Definition of Lebesgue Integral, why define integral for bounded functions? [Stein] 
Stein's development for integral:

(1.) Define the integral of simple measurable functions. 
(1'). Define the integral of bounded measurable functions on sets of finite measure with (1.) 
(2.) Define the integral of nonnegative measurable functions with (1'.) 
My question: I do not understand why 1' was necessary in Stein's development, what additional insight does it give? 
 A: Firs of all, this is more like a taste from the author than a need. But you can justify this choice. There is some possible reasons:
First - Develop some theory in an simple background smooth the latter complexification.
Second - A lot of the proofs for important theorems in abstract background are identical to the proofs for the weaker version of these theorems applied to small classes of functions. So you can either turn simple for the reader to understand or leave for the reader to write down the demonstration in the actual more general background. (For example, the proof of Proposition 1.6(vi), Chapter 2 of Stein's book is left to the reader this way)

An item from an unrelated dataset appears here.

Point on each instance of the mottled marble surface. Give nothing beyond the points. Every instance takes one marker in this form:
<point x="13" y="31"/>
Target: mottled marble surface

Third - Time to time you will have to solve a problem for a function or a sequence of functions (for example) that, if you approximate by more basics functions, the problem turns easy.
I like the way Rudin writes his books, and don't think that this type of approach is more useful than that of Rudin (although these justifications). However, new books have to differ from the old. Stein's book is new in comparison, for example, with Rudin's book, so maybe the author just wanted to do things differently.